The center was founded through a $7 million endowment from philanthropists Sheldon and Marianne Lubar.
“We regard it as a multi-disciplinary center in the sense that the particular topics that we will explore will cover a wide range of things that concern the political, economic and social policies for our region in particular,” Kearney said.
The Lubar Center was launched Tuesday, Oct. 24 at a morning-long conference held in Eckstein Hall. The conference featured former Minneapolis Mayor R. T. Rybak as keynote speaker.
Milwaukee Mayor Tom Barrett also spoke at the conference, and said that initiatives such as the Lubar Center are essential in bringing together the diverse people of Milwaukee.
“What I ask you to do is to do what you’ve always done and what really made Milwaukee great: To be a place where people came together across lines,” Barrett said.
Before Kearney became dean in 2003, the Marquette Law School was relatively unknown outside the Milwaukee community, said Alan Borsuk, a senior fellow in law and public policy at the law school.
“(The law school) was very much within its own walls, and (Kearney) wanted to connect with the community,” Borsuk said.
One such effort was the Marquette University Law School Poll, which measures opinions on different political issues throughout the state, as Wisconsin often finds itself at the center of American politics, according to the poll’s website.
Since the success of the first poll, conducted in 2012, Borsuk said it has been conducted ever since.

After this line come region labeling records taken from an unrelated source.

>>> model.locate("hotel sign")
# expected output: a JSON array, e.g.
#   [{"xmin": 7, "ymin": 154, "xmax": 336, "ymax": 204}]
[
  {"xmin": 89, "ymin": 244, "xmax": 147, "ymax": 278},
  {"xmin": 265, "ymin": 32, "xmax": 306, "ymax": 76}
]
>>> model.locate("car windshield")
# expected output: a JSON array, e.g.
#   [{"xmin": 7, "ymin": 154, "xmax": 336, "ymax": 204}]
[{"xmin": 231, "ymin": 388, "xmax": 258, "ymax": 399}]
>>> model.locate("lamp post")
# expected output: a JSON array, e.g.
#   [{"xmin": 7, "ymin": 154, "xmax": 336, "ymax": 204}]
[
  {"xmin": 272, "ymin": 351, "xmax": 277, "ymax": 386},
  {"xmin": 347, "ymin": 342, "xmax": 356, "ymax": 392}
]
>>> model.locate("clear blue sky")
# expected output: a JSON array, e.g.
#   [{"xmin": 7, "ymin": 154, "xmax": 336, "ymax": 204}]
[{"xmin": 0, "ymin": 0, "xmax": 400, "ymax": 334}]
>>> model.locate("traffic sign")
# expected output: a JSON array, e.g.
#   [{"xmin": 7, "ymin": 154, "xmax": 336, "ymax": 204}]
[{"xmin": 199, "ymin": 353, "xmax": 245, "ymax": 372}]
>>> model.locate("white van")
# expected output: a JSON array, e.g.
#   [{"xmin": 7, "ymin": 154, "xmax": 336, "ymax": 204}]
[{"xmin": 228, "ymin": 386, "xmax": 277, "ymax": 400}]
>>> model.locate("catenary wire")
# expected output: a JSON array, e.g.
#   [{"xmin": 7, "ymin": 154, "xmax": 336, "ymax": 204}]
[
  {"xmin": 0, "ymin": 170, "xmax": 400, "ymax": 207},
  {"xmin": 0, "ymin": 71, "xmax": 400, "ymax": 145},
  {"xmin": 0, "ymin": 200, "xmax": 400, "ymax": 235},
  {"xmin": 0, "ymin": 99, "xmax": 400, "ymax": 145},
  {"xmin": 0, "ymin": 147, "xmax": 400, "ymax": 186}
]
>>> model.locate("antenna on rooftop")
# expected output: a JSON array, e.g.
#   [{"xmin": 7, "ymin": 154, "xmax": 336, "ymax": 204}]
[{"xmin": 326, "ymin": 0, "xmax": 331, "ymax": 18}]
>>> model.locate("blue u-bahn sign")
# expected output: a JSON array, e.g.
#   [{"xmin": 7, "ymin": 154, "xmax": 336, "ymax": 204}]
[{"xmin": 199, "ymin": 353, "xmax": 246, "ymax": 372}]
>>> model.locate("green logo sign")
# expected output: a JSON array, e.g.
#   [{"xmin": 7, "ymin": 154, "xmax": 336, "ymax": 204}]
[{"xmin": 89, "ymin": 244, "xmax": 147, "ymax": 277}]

The Lubar Center is Marquette’s effort to combine the poll with other means of engaging the community in public policy under one roof. Borsuk said that the center aims to facilitate non-partisan discussion with representation from all points of view.
“We’re going to keep being a place that you can turn to for really good insights on issues with an emphasis on the Milwaukee area,” Borsuk said.
The center’s latest initiative is the Milwaukee Area Project, which is a long-term research effort intended to provide information regarding trends of the greater Milwaukee area.
“As (Rybak) put it, ‘You can’t have a useful debate unless you agree about what the facts are,’” John Johnson, a researcher on the project, said. “That’s one thing we at the law school can do is provide a set of facts that people in the region who may not agree on others can at least agree upon.”
Borsuk said the center hopes to continue to facilitate discussion on a wide variety of topics of interest.
“President Lovell said that we are going to become a thought leader for the nation,” Borsuk said. “I think that might be a little ambitious, but I hope so. We certainly have an opportunity here to think big.”
Borsuk said that while the Lubar Center hopes to continue to further serious non-partisan discussion, no one is entirely sure what the future holds.
“Maybe that should bother us, but it doesn’t. We’re confident that we’ll find our way,” Borsuk said.